Dieses Eichsfeld hat noch ein weiteres Spezifikum, das zu der Debatte gehört: Der Thüringer Landeschef und Rechtsaußen der AfD, Björn Höcke, wohnt hier, seit Mai vergangenen Jahres sitzt er im Kreistag. „Höckes nihilistischer Gesamtkontext, seine menschenverachtende Art, das ist unvereinbar“, sagt Henning. Ramelow dagegen achtet er. Weil dieser Christ ist und auch, weil er sich noch als Gewerkschafter für die Bergarbeiter des Kaliwerks in Bischofferode eingesetzt hat. „Was man hier schätzt, ist Korrektheit“, sagt Henning. „Und Ramelow ist korrekt.“
Vorwürfe aus der West-CDU
Und dass dieser der Kandidat der sogenannten „SED-Nachfolgepartei“ ist? Dieser Vorwurf komme vor allem aus der West-CDU. Dort habe man „ein sehr holzschnittartiges Bild“ von der Linkspartei. „Das kann ich nicht teilen, ich habe andere Erfahrungen gemacht. Und ich glaube, die Leute hier stimmen mir zu.“
Ganz ähnlich sieht das André Neumann, der in Altenburg am anderen Ende Thüringens Oberbürgermeister ist. Er hat sich schon früh dafür ausgesprochen, dass die CDU Ramelow ins Ministerpräsidentenamt hilft. Der 5. Februar, die Wahl Kemmerichs mit den Stimmen der AfD, werde inzwischen mehrheitlich als Fehler gesehen, sagt er am Telefon. „Das hat eine Debatte ausgelöst, die wohl notwendig war.“ Für ihn ist klar: Die CDU muss sich von der AfD abgrenzen, „da darf es keinen Hauch von Akzeptanz geben“.

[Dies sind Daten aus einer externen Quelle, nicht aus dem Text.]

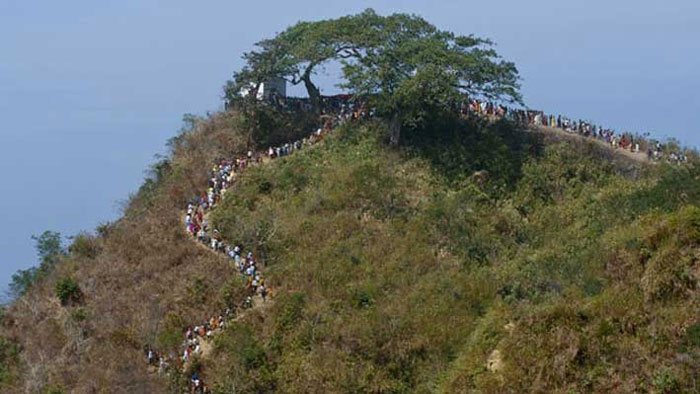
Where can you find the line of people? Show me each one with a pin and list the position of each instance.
(221, 177)
(624, 141)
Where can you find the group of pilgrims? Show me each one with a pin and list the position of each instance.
(222, 176)
(624, 141)
(339, 110)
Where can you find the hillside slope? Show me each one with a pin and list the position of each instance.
(475, 259)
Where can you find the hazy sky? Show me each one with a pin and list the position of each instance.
(90, 90)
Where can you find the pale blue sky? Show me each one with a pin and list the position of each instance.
(90, 90)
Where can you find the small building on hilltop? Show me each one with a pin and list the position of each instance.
(275, 86)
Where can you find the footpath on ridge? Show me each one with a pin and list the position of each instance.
(198, 339)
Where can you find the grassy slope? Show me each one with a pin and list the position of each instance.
(395, 278)
(395, 272)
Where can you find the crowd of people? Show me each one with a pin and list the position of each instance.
(624, 141)
(338, 110)
(222, 176)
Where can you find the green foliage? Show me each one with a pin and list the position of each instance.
(665, 382)
(408, 66)
(49, 250)
(80, 314)
(84, 245)
(9, 356)
(68, 291)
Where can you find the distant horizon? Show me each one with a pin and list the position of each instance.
(91, 92)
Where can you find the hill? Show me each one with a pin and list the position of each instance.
(477, 257)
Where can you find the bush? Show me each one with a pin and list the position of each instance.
(84, 245)
(68, 291)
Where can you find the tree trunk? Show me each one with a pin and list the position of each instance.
(312, 90)
(394, 129)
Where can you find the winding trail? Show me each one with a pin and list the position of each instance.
(202, 336)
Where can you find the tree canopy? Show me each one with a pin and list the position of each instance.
(402, 64)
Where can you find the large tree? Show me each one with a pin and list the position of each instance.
(296, 53)
(405, 66)
(412, 69)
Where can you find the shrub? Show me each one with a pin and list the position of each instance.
(84, 245)
(68, 291)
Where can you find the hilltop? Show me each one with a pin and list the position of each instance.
(485, 259)
(418, 234)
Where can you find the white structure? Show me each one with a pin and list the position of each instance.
(276, 85)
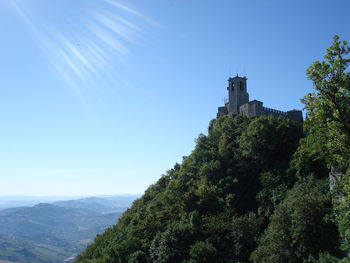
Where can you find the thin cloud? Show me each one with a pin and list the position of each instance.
(90, 41)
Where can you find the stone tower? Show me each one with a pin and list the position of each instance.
(237, 93)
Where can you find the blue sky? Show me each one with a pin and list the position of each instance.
(103, 96)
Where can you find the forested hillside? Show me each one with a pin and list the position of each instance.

Die unterschiedlichen Haltungen zu den Linken aber müsse die Partei aushalten. „Wer sich als Mitte begreift, muss diese Stränge integrieren.“ Dies sei eine wichtige Aufgabe für die neue Parteiführung. Und was ist mit den 17 CDU-Mitgliedern, die sich in einem Appell auch für Gespräche mit der AfD ausgesprochen haben? Die müssten prüfen, ob sie die Mehrheitsmeinung der CDU akzeptieren könnten.

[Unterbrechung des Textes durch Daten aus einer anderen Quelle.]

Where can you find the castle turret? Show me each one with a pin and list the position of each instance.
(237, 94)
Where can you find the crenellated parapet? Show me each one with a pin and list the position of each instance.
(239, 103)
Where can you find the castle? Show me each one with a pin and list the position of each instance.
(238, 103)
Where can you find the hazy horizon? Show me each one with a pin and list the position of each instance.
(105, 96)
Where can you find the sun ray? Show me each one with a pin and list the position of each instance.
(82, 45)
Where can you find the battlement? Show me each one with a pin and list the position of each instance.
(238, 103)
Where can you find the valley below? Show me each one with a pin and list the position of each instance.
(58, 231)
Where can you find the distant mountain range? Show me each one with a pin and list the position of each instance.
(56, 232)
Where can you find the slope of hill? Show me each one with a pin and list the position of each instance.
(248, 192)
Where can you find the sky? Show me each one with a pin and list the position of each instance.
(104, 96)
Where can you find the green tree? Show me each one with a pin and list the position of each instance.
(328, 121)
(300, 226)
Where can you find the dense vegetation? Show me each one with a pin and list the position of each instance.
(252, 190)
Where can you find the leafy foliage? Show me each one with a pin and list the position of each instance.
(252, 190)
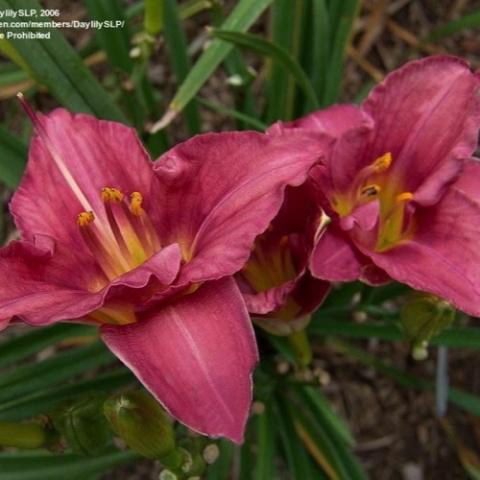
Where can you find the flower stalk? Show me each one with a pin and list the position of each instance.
(302, 349)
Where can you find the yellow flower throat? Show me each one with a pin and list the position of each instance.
(373, 183)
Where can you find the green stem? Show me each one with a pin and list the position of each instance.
(153, 20)
(301, 347)
(22, 435)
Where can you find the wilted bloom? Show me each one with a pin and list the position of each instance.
(146, 252)
(277, 287)
(401, 185)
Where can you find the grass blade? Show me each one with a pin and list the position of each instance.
(14, 350)
(13, 158)
(342, 34)
(298, 461)
(266, 441)
(460, 24)
(242, 17)
(52, 371)
(320, 46)
(55, 63)
(47, 399)
(177, 47)
(222, 467)
(47, 466)
(278, 54)
(114, 41)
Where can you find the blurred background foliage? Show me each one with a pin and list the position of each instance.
(364, 408)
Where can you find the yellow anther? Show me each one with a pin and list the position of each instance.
(111, 195)
(136, 200)
(382, 163)
(404, 197)
(85, 218)
(370, 190)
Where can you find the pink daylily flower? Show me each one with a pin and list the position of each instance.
(278, 289)
(147, 251)
(401, 184)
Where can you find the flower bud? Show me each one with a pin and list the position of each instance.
(141, 422)
(83, 426)
(424, 316)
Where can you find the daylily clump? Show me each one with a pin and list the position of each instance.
(401, 184)
(146, 251)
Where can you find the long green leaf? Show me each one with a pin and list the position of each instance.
(321, 46)
(63, 366)
(319, 404)
(47, 399)
(343, 30)
(278, 54)
(223, 466)
(463, 23)
(242, 17)
(265, 468)
(298, 460)
(282, 13)
(14, 350)
(55, 63)
(177, 46)
(311, 400)
(47, 466)
(13, 158)
(114, 41)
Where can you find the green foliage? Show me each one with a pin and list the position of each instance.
(291, 64)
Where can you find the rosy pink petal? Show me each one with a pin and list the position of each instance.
(196, 357)
(27, 290)
(222, 190)
(93, 154)
(427, 114)
(40, 289)
(443, 258)
(335, 258)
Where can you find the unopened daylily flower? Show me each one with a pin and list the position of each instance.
(278, 289)
(401, 184)
(147, 251)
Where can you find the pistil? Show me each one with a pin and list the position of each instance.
(131, 238)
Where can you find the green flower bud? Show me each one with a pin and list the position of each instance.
(423, 317)
(141, 422)
(83, 426)
(23, 435)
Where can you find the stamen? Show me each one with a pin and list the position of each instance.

Einer der 17 ist Werteunion-Chef Christian Sitter, sein Verein hat 120 Mitglieder. Sitter betreibt eine Anwaltskanzlei in der Gothaer Altstadt, direkt am Marktplatz gelegen. Aschermittwoch, kurz nach 11 Uhr, er ist dort gerade gemeinsam mit seiner Partnerin, Angela Wanner, angekommen. Auf seinem Schreibtisch steht ein Kreuz aus Metall. Sitter, dunkle Brille, knallroter Kapuzenpullover, sitzt jetzt dahinter. Die Wahl von FDP-Mann Thomas Kemmerich, sagt er, sei nicht der Sündenfall gewesen. Trotz Stimmen von der AfD. „Wir stehen zu diesem Ministerpräsidenten.“
Einmischung aus Berlin
Auch Wanner ist in der Werteunion, zudem in der Frauenunion aktiv, wie Sitter hat sie den Appell unterschrieben. Hätte Berlin sich nicht eingemischt, sagt sie, wäre drei Wochen nach Kemmerichs Wahl Ruhe eingekehrt – und der FDP-Mann hätte eine Chance bekommen. Viele Mitglieder hätten gerade eine „Faust in der Tasche“. Wegen der Einmischung aus Berlin und auch weil die CDU Ramelow nicht ins Amt heben dürfe.
Erst am Abend zuvor hätten sich Mitglieder aus vier südthüringischen Kreisverbänden in Suhl getroffen. „Da waren wir uns einig.“ Ramelow, sagt Sitter, sei ein Sozialist. Und Teile der Partei würden vom Verfassungsschutz beobachtet. Das allerdings sind kleine und nicht besonders einflussreiche Gruppen.
Und was passiert, wenn am kommenden Mittwoch Ramelow eben doch mit CDU-Stimmen zum Ministerpräsidenten gewählt wird? „Dann wird es Massenaustritte geben“, sagt Sitter. Dann seufzt er. Und sagt später, dass er selbst wohl CDU-Mitglied bleiben werde. So schnell dürfe man nicht aufgeben. Wanner nickt.